Assessment of bone marrow smears for dyspoietic changes remains the gold standard for the diagnosis of MDS. However, similar morphologic features can be seen with nutritional deficiency (vitamin B12 or folate), infection, toxic exposure, medication, and some immune mediated phenomenon. Although identification of clonal abnormalities using conventional cytogenetic or fluorescence in situ hybridization studies can assist in reaching a definitive diagnosis, many patients lack an identifiable clonal abnormality. Flow cytometric immunophenotyping may assist in identification of MDS through the identification of abnormal maturing myeloid cells. In the recent report from the 2006 Working Conference on MDS, an abnormal phenotype determined by flow cytometry has been included in the minimal diagnostic criteria in MDS that can be used to establish a definitive diagnosis in the absence of significance morphologic dysplasia or increased blasts.¹³¹ 

Following a definitive diagnosis, MDS is divided into subtypes that relate to survival and incidence of evolution to acute leukemia. The WHO morphologic classification is based on the percentage of blasts (less than 5%, 5%-9%, and 10%-19%), presence of multilineage dysplasia (affecting greater than 10% of cells in 2 or more myeloid lineages), and ringed sideroblasts affecting greater than 15% of erythroid precursors. Although flow cytometric immunophenotyping is often used to confirm the morphologic blast count, it has not taken on a primary role in the classification of MDS. However, some phenotypic abnormalities have been reported to correlate with the International Prognostic Scoring System (IPSS) score,¹²⁸  and an association between the number of phenotypic abnormalities expressed as a score and prognosis following bone marrow transplantation for MDS has been reported.¹²⁷ 

Flow cytometric immunophenotyping has an even less well-defined role in the diagnosis of CMPD. Abnormalities in myeloid antigen expression have been described in CMPD, particularly chronic idiopathic myelofibrosis, and may assist in the distinction from reactive hematopoietic proliferations. In addition, the enumeration of blasts remains important in the distinction from acute leukemia and an accelerated phase of CMPD. However, genotypic studies have received greater attention in the identification and classification of CMPD, including the Philadelphia chromosome and BCR/ABL translocation for the diagnosis of chronic myeloid leukemia (CML), the JAK2 V617F mutation for the identification of a significant proportion of non-CML CMPD, and PDGFR-α and -β in the identification of subsets of myeloid neoplasms associated with eosinophilia.

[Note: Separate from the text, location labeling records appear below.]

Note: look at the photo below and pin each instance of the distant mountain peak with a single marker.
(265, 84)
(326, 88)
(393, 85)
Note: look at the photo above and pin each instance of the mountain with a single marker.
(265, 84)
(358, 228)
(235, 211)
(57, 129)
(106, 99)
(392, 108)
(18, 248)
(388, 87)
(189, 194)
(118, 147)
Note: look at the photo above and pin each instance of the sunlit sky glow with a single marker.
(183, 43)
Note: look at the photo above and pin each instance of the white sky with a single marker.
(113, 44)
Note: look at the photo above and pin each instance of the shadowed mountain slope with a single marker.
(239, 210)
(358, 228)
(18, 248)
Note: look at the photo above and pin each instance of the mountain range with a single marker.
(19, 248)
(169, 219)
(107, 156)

Mast cell neoplasms are uncommon disorders that may be limited to the skin (cutaneous mastocytosis) or involve one or more extracutaneous organs (systemic mastocytosis). Symptoms relate to tissue infiltration, with or without the release of biochemical mediators such as histamine, and bone marrow infiltration with secondary cytopenias. In the last 10 years there have been significant advances in the characterization of normal mast cells and mast cell neoplasms, including the recognition of frequent phenotypic aberrancies. This understanding has led to changes in the criteria used for diagnosis and classification, as outlined in the WHO classification scheme.

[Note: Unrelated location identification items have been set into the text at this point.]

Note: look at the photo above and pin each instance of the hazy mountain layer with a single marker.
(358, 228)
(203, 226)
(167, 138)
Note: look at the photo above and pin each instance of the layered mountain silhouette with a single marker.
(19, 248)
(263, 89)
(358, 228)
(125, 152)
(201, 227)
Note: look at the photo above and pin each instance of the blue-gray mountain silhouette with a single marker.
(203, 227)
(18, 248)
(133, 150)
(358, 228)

Mast cells are recognized by their unique phenotype: CD117⁺ (strong intensity), CD34⁻, FcEr1⁺, CD45⁺, CD38⁻, CD138⁻, CD33⁺, CD13^+/−, CD15⁻, CD16⁻, CD11c⁺, CD11b^+/−, CD71⁺, CD25⁻, and CD2⁻.¹³²  Normally, mast cells account for less than 0.05% of bone marrow cells, and even in systemic mastocytosis usually account for less than 2% of aspirated cells. Therefore, flow cytometric analysis for mast cells usually requires strategies similar to those used for the detection of MRD, including acquisition of many thousands of events. Neoplastic mast cells usually demonstrate an abnormal phenotype with aberrant expression of markers not normally expressed by mast cells, such as CD25 and CD2, and altered intensity of expression of antigens normally expressed on mast cells, such as increased intensity for CD33, CD11c, CD35, CD59, and CD69 and decreased intensity of CD117.¹³² 

Using the current WHO classification scheme, mast cell neoplasms are distinguished from reactive mastocytosis using major and minor criteria that include morphologic features, such as the presence of multifocal dense aggregates of mast cells and abnormal cytologic appearance, an abnormal immunophenotype with aberrant expression of CD25 and/or CD2, presence of the D816V KIT mutation, and serum tryptase level.³  Morphologic findings form an important part of the diagnostic criteria, and are often supplemented by paraffin section immunohistochemical stains that can identify mast cell aggregates such as tryptase or CD117, and detect the presence of aberrant staining for CD2 and CD25. Flow cytometric immunophenotyping provides a more sensitive method for the detection of phenotypic aberrancy, but often requires application of a procedure that is designed for the detection and evaluation of mast cells. Flow cytometric immunophenotyping can also assist in the detection of another coexisting hematologic malignancy. Systemic mastocytosis is associated with other clonal hematologic non–mast cell lineage disease (SM-AHNMD), such as MDS, CMPD, AML, and lymphoma, in approximately one-third of adult patients.¹³³  The recognition of SM-AHNMD is important because the clinical course is usually determined by the non–mast cell hematologic disorder.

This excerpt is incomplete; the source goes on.